Lets take a normal circle enclosed in a 64x64 square on a 4x zoom.
As you can see, the stripes are the vertical measure of distance between the outside square and the first contact point of the outside of the circle. These distances are important because we need them whilst converting the circle to an iso circle.
Now the next and easiest thing to do would be to redraw the outside box but in iso form. Just in case you didn't know how to do this I will include a little brief description.
Vertical lines stay vertical and horizontal lines are inclined at a 30 degree angle. The 30 degree angle can be made by (going from low to high point) across 2 pixles and then step up 1 pixel. I have included a picture just to give an example because my description wasn't too great.
Ok - so you have drawn your isometric box... Like this one
Now remember those distances we measeured, well first take the first distance and place it in the iso square in the same relative place it was in the normal square. Then put a red pixel at the end of it like this.
Some people will find it quicker to copy the normal circle into the iso picture they are working with. This way you can just move the green distances from one area to another without having to go backwards and forwards measuring distances and replicating them.
When you insert the next distance, extend the distance using the red pixels so that is the same size as the distance to the left of it (phew that was a mouthfull)
Carry on doing this until you get to the center distance.
Please note if 2 distances are the same size then you still have to put 1 pixel at the end of the distance.
When you have done this you need to do the other side in exactly the same. You need to start from the edge not the center and you need to make the distances aligned with the distance to the right of it not to the left anymore. Sometimes the left distance is a pixel too long and at first it might look weird but you still have to put a pixel on the end - it works trust me
When you have done half thats all you need to do. You can copy it and flip it around so that you don't need to do the bottom part and you will have a perfect iso circle.
I am currently using this technique to make an archway by destroying the bottom half of the circle and extending the verticals to make the walls.

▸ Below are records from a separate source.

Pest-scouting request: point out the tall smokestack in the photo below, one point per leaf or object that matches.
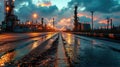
(92, 17)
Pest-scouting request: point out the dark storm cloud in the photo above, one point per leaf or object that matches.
(105, 6)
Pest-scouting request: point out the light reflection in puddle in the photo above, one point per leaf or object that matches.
(23, 50)
(7, 58)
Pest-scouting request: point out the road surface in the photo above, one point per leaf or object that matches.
(90, 52)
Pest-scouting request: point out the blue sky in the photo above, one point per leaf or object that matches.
(63, 11)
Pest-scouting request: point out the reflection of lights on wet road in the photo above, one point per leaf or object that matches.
(6, 58)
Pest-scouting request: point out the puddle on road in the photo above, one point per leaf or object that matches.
(19, 52)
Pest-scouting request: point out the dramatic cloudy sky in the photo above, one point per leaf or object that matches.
(63, 11)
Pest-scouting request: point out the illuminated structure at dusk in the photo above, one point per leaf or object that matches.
(10, 20)
(75, 20)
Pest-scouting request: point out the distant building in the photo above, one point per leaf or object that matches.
(84, 26)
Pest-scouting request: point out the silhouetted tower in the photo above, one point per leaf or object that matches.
(75, 19)
(53, 22)
(42, 21)
(92, 18)
(9, 7)
(111, 23)
(10, 20)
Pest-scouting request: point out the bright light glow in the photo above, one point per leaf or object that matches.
(35, 15)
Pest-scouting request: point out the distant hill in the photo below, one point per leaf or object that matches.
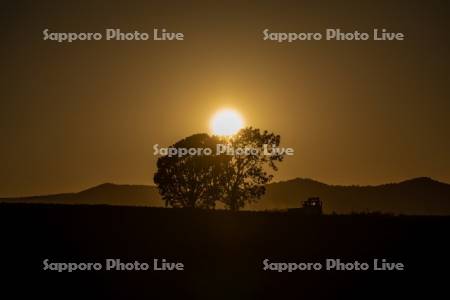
(107, 193)
(416, 196)
(422, 195)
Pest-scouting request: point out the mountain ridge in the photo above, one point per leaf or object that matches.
(420, 195)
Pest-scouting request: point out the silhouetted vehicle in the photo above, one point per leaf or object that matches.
(311, 206)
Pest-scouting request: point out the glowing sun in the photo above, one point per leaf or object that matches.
(226, 122)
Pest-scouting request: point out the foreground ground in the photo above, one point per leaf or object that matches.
(222, 253)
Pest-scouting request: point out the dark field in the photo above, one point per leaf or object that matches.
(222, 253)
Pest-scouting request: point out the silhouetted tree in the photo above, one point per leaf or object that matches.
(191, 180)
(244, 178)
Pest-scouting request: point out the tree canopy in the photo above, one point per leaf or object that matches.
(199, 181)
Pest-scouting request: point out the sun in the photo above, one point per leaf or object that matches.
(226, 122)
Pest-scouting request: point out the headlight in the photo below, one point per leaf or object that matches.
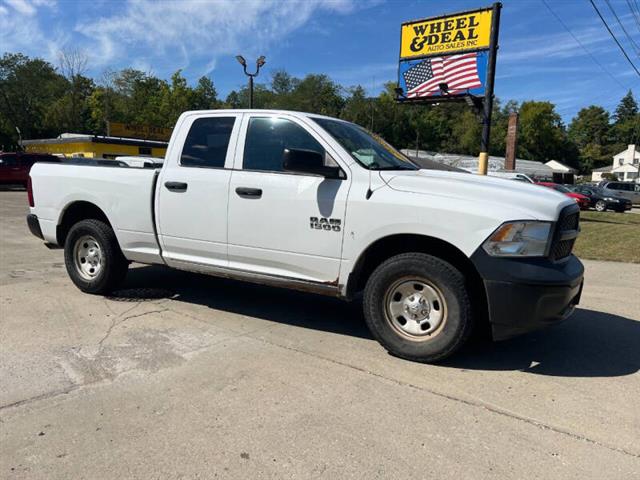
(519, 239)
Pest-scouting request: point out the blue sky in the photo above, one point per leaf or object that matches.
(353, 41)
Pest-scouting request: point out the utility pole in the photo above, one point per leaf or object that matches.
(483, 160)
(259, 63)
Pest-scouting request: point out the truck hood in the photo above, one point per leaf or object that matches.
(528, 200)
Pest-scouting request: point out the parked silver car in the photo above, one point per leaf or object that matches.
(621, 189)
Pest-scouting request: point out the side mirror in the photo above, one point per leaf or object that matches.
(308, 161)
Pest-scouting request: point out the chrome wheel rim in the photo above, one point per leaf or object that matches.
(415, 308)
(88, 258)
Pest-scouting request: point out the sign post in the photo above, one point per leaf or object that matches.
(483, 160)
(452, 58)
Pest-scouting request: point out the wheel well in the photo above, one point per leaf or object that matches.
(393, 245)
(76, 212)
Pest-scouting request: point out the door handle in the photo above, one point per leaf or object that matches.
(176, 186)
(246, 192)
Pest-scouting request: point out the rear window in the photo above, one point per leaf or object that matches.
(207, 142)
(620, 186)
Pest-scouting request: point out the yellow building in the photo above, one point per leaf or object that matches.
(96, 146)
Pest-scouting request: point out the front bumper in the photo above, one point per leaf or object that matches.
(527, 294)
(621, 206)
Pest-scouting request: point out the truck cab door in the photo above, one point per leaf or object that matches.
(193, 191)
(281, 223)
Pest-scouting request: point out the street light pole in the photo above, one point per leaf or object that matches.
(259, 63)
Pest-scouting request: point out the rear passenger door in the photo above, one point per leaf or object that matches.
(283, 223)
(193, 191)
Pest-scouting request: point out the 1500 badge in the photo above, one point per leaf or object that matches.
(321, 223)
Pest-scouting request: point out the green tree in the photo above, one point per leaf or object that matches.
(28, 87)
(542, 135)
(589, 131)
(627, 109)
(205, 96)
(590, 126)
(357, 108)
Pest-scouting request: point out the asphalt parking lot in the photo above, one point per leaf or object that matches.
(185, 376)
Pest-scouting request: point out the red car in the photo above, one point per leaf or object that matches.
(15, 166)
(580, 199)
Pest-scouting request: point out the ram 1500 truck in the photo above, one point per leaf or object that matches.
(318, 204)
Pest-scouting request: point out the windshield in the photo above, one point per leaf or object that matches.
(562, 188)
(368, 149)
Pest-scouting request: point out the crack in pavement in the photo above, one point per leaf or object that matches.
(78, 386)
(119, 321)
(475, 403)
(472, 403)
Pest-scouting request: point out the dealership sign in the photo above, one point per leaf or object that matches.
(442, 35)
(446, 57)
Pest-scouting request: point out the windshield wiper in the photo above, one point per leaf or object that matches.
(395, 167)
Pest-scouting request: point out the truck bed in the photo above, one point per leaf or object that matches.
(125, 195)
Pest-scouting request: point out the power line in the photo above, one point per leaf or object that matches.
(634, 10)
(614, 37)
(629, 37)
(596, 61)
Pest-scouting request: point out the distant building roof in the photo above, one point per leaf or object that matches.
(81, 137)
(560, 167)
(470, 163)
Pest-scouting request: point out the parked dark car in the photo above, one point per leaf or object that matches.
(15, 166)
(601, 200)
(580, 199)
(628, 190)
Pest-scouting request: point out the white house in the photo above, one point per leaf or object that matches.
(625, 166)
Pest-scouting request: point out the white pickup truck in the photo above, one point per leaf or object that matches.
(309, 202)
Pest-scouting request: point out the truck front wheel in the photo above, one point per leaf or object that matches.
(417, 307)
(93, 258)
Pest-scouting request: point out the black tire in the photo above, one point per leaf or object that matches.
(446, 280)
(113, 263)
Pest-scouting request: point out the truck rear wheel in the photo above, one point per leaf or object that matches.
(93, 258)
(418, 308)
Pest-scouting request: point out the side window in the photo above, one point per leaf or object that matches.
(9, 161)
(206, 143)
(267, 139)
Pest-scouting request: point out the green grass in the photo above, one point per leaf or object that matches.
(609, 236)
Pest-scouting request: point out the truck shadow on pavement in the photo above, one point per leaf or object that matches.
(589, 344)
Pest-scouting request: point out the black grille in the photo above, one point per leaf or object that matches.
(568, 223)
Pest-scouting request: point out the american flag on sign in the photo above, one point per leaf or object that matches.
(459, 72)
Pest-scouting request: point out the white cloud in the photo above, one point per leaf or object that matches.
(178, 31)
(20, 30)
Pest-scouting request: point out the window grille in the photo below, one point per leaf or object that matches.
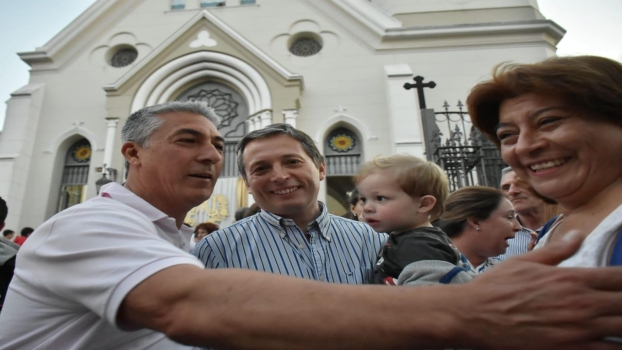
(305, 47)
(124, 57)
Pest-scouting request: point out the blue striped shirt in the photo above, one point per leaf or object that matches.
(517, 245)
(339, 250)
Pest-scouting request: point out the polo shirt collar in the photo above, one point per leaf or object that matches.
(122, 194)
(322, 221)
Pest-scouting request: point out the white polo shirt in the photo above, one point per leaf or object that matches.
(75, 270)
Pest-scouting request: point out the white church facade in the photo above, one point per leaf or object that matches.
(335, 69)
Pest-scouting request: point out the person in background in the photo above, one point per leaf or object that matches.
(201, 231)
(8, 253)
(401, 194)
(239, 214)
(8, 234)
(481, 222)
(24, 234)
(558, 124)
(530, 212)
(252, 210)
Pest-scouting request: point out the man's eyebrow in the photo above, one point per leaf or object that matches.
(197, 133)
(530, 116)
(218, 138)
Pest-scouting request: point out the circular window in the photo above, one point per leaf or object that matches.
(305, 47)
(124, 57)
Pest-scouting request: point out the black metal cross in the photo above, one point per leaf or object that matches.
(419, 86)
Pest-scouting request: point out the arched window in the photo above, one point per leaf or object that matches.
(75, 174)
(212, 3)
(232, 109)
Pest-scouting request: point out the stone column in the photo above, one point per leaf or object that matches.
(404, 114)
(289, 116)
(108, 148)
(266, 118)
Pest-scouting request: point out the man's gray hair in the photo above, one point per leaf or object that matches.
(280, 129)
(142, 123)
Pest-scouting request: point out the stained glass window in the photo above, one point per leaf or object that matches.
(75, 174)
(124, 57)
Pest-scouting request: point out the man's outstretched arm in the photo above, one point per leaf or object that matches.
(521, 304)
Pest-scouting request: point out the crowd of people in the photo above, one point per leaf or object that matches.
(115, 272)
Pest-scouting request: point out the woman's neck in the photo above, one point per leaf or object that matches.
(586, 216)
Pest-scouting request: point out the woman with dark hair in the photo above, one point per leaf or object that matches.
(558, 124)
(479, 221)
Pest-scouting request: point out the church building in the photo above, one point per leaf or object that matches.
(335, 69)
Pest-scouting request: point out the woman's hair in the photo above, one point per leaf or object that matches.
(415, 176)
(207, 226)
(587, 84)
(475, 202)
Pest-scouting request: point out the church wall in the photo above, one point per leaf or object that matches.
(347, 77)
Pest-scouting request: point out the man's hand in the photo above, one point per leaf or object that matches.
(525, 304)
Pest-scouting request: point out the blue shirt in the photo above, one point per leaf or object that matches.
(339, 251)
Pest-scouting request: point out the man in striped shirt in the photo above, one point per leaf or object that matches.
(294, 234)
(529, 213)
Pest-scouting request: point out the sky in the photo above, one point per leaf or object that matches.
(592, 27)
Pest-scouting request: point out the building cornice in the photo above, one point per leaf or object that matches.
(205, 14)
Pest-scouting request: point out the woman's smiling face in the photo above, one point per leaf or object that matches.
(564, 154)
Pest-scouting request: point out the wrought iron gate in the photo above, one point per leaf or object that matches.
(452, 142)
(466, 155)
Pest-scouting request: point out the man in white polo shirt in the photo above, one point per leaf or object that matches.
(112, 273)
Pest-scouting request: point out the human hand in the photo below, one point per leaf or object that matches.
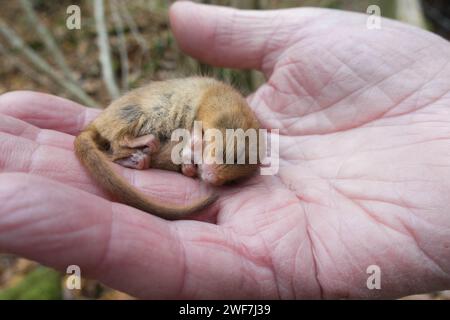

Try it out for yourself. I hope this article wasn't too hard to follow - My first one in a long time.
No. Actually I took the un-isometric circle and pasted it into paint. And then slanted it 26 degrees. Then I put it up to the one that took about 400 hours to make and the only difference was that the paint one wasn't as "tall" i guess u could call it. But it was the same down to the spot on the top right where there's two pixels down a notch. Paint is the most powerful drawing program devised by man.
The way I showed is fairly accurate, insted of inserting the lengths you could just miss 2 pixels and select everything else after it and shift it up 1 pixel and keep doing that but then there is the cleanup part
Im not going by some mathmatical jargon (i like that word, jargon). I opened paint and skewed at whatever i had to make it look like the one he made. And that was 26 degrees, not 30. I could care less what complex rocket science says. 26 degrees is what makes it look good and it's being used for a game. . . So whatever looks good is what would go in. Not whatever makes the person playing it go "wow, this game sucks and looks like shit, but damn, this guy really knows his math."